Perhaps there were misgivings all along.  Just as the forest offers freedom from the more oppressive structures of society, it is also at times the locus for bandits and criminals.  This is suggested by the (otherwise light-hearted) ambush of pilgrims by Falstaff and his companions in “Henry IV Part One”, where the forest at Gadshill provides a place to conceal oneself and the cover to escape detection.  The ambush is successful and its victims hardly noticed by the playwright.  Similar themes underwrite the early play “The Two Gentlemen of Verona”.

Here – once again – the forest is initially a kind of refuge from the demands of society.  When Proteus tells Silvia that her lover Valentine is dead, she joins with the elderly Sir Eglamour in fleeing the city and escaping into the forest.  So far so familiar.  But when they are confronted by outlaws, Silvia finds herself alone and taken captive.  When Proteus rescues her, however, his motives emerge as less than altruistic and he threatens her with rape.  Eventually she is rescued a second time – this time by Valentine, the outlaws’ leader – and when they return to Milan, marriage follows.  But the darkness of the forest in this case stands in relief to the comparative security of the city.

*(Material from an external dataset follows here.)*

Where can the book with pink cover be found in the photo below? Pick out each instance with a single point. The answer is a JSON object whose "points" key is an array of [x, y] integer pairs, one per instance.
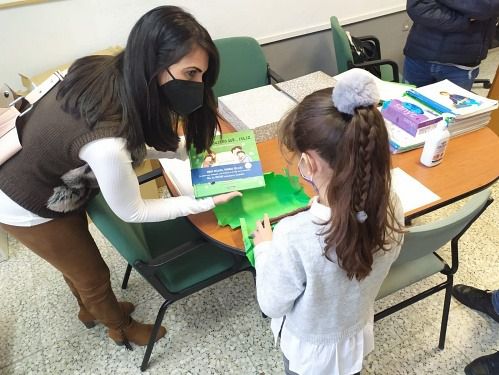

The forest close to Stratford – the Forest of Arden – bears the maiden name of Shakespeare’s mother and her family, so some close association with its features may be expected.  Shakespeare’s conception of the forest is not entirely clear-cut, integrating romance with danger and comedy with menace.  But in exploring the tensions and contradictions of the societies he depicts, the forest is there from the start – “The Two Gentlemen of Verona” was written in around 1590 – as a relief, light or otherwise, from the main currents of his imagination.